Beyond Fingers: What AI Still Can't Get Right

It started with a question from Vedika Khurana (@KhuranaVedika) back in February:

❝

"What is the one thing AI still can't get right that consistently frustrates everyone, and why haven't we fixed it yet? Beyond just 'fingers'!"

I took that question and brought it to my own community. I told them I was writing an article and wanted to quote real creators. Not the polished "AI is amazing" version. The real version. The one where you've burned through your credits trying to get one shot to work and you're staring at the screen wondering if the model is gaslighting you.

The responses came fast.

I'll Go First

Before I get into what the community said, I want to be honest about my own wall.
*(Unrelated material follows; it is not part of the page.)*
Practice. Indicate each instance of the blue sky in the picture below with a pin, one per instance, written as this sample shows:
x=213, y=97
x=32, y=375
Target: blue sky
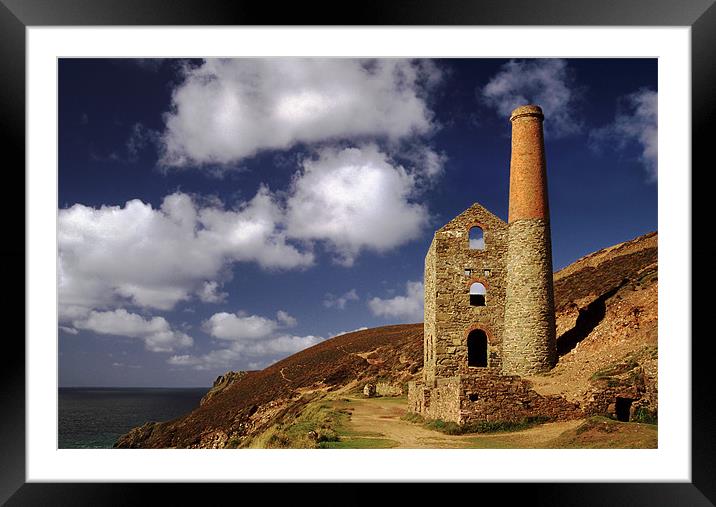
x=223, y=214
I produce AI-animated videos for my Stor-AI Time series. Folktale adaptations, narrated, scored, edited in Adobe Premiere. For those videos, I need camera movement. Specifically, I need dolly shots: a smooth push in or pull out, the kind of move you see in every decent film made in the last century.

AI still can't reliably deliver one.

The closest I've gotten is with Kling. And even Kling isn't consistent. Sometimes it interprets a dolly prompt as a zoom, which is a completely different thing visually. Sometimes it drifts sideways. Sometimes it doesn't move at all. I've burned more credits on this single problem than almost anything else in my workflow.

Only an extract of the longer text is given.